15 lipca 2022

Węgry na konfliktowym kursie z Komisją Europejską. Chodzi o LGBT i… ceny paliw

(Victor Orban / fot. European People’ Party / Wikimedia Commons)

Komisja Europejska pozwała Węgry do Trybunału Sprawiedliwości UE. Jak tłumaczą urzędnicy z Brukseli, stało się to „w związku z naruszeniem praw osób LGBTIQ”. Chodzi o „węgierską ustawą dyskryminującą ludzi ze względu na ich orientację seksualną i tożsamość płciową”. Drugą osią konfliktu jest obniżka cen paliwa tylko dla węgierskich obywateli, a nie dla cudzoziemców.
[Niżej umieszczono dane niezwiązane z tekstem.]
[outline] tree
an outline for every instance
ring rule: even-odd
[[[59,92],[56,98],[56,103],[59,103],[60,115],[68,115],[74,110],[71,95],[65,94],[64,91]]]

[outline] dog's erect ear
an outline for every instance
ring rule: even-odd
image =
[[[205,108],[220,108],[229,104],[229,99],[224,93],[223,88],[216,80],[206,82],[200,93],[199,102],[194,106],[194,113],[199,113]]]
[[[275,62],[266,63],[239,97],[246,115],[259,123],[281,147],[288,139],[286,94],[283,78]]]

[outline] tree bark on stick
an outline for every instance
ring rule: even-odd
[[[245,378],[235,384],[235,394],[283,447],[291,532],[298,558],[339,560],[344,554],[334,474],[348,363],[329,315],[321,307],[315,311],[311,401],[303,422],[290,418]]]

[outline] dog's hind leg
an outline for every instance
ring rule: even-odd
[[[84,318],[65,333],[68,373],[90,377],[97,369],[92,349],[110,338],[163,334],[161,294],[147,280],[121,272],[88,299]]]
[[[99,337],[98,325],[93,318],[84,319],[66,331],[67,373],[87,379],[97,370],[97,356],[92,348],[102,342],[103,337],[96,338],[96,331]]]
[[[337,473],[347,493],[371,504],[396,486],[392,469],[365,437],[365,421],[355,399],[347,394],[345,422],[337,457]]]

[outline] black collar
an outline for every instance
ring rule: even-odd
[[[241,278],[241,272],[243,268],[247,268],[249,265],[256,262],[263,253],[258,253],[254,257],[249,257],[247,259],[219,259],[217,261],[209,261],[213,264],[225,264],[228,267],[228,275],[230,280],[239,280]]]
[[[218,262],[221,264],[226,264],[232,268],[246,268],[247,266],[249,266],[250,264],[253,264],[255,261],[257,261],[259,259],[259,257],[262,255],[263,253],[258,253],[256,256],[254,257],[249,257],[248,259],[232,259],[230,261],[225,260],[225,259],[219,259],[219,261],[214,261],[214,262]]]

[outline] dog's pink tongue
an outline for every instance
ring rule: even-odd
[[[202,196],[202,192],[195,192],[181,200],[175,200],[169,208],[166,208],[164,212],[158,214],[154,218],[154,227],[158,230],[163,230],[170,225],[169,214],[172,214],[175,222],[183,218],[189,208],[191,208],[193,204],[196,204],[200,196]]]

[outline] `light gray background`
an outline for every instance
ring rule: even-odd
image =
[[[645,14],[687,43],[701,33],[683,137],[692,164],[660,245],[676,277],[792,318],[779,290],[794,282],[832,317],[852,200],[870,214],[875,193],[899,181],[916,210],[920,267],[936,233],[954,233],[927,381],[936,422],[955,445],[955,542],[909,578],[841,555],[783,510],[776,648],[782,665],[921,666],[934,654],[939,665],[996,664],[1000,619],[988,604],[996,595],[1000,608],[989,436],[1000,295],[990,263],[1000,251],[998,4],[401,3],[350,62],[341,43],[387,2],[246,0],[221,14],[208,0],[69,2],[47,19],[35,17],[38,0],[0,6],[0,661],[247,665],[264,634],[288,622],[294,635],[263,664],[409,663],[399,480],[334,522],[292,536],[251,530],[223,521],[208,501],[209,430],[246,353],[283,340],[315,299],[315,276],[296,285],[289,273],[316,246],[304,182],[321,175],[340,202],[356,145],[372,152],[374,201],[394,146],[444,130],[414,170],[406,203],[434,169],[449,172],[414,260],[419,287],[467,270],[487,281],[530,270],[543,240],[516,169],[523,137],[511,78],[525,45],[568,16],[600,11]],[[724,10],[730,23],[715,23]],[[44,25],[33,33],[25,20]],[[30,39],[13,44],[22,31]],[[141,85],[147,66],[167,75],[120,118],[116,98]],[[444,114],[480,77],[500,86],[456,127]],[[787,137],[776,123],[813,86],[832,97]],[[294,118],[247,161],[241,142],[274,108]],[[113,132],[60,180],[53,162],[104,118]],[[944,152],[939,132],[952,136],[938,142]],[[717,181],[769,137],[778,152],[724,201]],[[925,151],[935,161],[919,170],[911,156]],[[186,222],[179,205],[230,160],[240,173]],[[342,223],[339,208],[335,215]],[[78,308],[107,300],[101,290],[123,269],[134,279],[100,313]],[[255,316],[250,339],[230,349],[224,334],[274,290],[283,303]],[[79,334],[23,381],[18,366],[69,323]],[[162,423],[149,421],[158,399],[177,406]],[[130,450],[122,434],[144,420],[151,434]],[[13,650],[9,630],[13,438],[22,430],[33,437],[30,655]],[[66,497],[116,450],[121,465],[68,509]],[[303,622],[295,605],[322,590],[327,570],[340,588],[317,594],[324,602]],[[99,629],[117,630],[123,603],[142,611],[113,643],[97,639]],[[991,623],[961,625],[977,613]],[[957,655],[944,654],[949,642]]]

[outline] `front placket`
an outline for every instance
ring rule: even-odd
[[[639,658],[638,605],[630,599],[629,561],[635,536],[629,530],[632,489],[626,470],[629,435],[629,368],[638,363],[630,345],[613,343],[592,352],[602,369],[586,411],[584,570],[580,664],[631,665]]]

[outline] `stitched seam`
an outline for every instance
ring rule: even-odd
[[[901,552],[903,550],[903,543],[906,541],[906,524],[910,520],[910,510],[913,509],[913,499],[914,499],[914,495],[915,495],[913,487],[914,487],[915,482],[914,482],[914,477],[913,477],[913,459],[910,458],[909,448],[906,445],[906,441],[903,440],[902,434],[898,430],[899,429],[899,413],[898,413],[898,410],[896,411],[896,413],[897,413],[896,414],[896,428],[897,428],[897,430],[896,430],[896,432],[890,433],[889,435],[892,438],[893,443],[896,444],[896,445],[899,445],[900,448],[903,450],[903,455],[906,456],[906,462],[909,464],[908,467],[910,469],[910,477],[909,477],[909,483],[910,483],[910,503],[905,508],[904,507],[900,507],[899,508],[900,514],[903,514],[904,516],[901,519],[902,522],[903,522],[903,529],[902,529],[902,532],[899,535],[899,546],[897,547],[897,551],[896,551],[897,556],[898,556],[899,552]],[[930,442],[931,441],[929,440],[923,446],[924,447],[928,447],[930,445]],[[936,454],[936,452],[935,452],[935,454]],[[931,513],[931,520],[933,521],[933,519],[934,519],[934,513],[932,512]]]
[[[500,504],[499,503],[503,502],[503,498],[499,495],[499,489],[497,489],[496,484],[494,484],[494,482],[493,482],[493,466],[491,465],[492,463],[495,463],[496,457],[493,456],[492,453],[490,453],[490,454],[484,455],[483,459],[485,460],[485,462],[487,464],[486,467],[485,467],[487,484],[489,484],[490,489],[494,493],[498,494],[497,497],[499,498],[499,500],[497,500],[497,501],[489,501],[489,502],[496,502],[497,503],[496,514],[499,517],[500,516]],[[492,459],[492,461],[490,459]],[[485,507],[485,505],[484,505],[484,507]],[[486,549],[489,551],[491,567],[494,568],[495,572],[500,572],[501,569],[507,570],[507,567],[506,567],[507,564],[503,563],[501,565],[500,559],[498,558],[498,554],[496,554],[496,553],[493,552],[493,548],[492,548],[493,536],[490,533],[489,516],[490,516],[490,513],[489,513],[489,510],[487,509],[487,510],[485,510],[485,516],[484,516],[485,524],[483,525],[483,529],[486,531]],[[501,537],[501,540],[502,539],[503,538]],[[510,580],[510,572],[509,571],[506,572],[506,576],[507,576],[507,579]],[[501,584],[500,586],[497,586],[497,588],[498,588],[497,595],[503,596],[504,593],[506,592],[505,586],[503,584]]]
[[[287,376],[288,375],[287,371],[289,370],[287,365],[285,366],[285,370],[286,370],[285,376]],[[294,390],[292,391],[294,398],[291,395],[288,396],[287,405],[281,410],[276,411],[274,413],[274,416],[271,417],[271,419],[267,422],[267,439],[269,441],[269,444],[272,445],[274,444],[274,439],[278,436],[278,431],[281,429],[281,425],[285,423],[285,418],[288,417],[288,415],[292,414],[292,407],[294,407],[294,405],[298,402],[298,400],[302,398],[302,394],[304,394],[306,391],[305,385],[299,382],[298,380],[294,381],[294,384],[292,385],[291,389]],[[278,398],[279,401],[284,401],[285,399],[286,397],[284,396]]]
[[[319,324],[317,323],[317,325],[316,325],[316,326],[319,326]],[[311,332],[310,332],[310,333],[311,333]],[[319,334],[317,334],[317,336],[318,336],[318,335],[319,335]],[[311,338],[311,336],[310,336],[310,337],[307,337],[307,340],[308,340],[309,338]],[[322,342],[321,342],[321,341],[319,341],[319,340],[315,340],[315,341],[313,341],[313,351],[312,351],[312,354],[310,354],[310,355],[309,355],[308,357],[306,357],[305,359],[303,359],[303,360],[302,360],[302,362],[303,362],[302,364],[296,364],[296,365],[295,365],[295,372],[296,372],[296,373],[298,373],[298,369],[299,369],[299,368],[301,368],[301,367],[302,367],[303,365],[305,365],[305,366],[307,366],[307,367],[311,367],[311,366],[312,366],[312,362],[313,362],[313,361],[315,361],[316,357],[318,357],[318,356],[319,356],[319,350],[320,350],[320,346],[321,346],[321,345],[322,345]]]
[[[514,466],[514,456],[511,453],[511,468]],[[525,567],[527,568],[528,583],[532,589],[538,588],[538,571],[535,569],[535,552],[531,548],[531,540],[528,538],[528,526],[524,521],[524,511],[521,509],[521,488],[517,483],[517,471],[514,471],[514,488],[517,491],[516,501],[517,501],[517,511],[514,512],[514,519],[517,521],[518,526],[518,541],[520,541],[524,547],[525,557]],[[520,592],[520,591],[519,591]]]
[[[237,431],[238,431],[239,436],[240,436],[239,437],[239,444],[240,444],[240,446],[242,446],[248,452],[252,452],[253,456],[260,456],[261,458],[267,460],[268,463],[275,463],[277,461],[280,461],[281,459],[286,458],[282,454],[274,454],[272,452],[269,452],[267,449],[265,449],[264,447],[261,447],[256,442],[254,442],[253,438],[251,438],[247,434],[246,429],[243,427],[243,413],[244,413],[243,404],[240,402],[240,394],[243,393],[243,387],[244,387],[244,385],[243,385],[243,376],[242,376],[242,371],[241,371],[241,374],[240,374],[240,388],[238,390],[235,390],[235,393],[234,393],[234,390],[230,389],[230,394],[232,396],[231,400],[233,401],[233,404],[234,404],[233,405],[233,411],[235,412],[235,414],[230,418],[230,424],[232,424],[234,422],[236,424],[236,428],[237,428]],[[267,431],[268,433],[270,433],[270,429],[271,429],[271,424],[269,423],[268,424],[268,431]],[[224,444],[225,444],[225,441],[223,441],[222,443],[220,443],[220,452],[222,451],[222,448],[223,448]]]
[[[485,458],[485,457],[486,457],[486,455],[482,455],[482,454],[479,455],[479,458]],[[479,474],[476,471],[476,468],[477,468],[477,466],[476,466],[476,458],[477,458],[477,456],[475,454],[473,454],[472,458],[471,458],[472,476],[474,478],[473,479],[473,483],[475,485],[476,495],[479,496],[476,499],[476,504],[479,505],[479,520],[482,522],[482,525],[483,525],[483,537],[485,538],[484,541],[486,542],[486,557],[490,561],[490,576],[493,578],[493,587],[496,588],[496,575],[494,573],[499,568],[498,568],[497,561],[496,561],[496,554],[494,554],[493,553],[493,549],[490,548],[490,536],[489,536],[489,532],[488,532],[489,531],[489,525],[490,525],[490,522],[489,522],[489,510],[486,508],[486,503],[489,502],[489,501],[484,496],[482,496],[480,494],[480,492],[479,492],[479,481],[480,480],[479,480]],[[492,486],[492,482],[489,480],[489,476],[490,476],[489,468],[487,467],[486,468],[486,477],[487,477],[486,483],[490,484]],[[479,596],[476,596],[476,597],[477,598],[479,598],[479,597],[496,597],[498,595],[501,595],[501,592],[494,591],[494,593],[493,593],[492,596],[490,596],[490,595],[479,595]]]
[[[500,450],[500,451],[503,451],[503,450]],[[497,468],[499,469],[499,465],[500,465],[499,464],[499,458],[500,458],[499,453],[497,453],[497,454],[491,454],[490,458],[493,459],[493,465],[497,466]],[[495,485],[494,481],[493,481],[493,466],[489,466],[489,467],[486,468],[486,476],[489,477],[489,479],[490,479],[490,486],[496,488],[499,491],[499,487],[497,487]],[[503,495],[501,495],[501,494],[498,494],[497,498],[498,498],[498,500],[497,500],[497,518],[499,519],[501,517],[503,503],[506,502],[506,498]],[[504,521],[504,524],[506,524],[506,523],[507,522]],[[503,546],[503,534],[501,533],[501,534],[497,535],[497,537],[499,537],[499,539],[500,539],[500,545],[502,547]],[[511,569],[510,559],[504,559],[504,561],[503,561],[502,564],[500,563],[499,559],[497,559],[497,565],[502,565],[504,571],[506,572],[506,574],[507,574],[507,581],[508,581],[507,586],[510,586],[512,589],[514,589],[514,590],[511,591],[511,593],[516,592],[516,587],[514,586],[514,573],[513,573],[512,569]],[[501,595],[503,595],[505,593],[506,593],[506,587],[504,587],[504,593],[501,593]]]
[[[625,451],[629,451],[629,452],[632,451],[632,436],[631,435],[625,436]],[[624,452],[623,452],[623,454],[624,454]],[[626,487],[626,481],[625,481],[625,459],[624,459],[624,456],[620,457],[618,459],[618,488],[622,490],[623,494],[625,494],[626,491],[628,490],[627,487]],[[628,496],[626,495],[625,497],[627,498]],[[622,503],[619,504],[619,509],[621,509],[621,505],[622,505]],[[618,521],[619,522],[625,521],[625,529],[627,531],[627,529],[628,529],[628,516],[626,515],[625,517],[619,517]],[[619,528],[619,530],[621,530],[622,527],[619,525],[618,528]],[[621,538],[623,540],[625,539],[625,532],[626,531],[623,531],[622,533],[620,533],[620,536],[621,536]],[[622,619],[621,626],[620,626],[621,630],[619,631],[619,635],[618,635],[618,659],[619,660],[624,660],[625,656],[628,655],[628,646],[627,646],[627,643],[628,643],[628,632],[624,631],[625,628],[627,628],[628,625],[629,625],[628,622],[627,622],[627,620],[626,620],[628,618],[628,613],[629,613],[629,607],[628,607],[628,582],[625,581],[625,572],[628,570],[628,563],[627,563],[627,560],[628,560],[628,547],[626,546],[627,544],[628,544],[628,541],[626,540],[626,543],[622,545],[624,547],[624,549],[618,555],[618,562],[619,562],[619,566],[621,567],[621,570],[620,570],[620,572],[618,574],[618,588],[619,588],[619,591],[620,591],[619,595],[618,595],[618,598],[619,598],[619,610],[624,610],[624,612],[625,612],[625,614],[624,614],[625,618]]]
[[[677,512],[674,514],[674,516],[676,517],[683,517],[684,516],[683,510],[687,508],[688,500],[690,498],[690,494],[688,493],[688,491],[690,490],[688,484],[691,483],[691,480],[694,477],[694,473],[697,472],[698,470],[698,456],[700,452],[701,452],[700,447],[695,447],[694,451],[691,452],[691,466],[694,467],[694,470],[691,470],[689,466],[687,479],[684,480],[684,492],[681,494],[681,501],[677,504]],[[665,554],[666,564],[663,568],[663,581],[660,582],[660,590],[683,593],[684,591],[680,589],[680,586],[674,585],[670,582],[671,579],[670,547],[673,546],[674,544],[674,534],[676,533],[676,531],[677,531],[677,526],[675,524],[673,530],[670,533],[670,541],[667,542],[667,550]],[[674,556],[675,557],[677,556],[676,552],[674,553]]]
W oświadczeniu KE czytamy: „Komisja Europejska podjęła dziś decyzję o skierowaniu Węgier do Trybunału Sprawiedliwości UE w związku z węgierską ustawą dyskryminującą ludzi ze względu na ich orientację seksualną i tożsamość płciową. Komisja uważa, że prawo to narusza zasady rynku wewnętrznego, prawa podstawowe osób fizycznych (w szczególności osób LGBTIQ), a także – w odniesieniu do tych praw podstawowych – wartości UE” – podkreślono.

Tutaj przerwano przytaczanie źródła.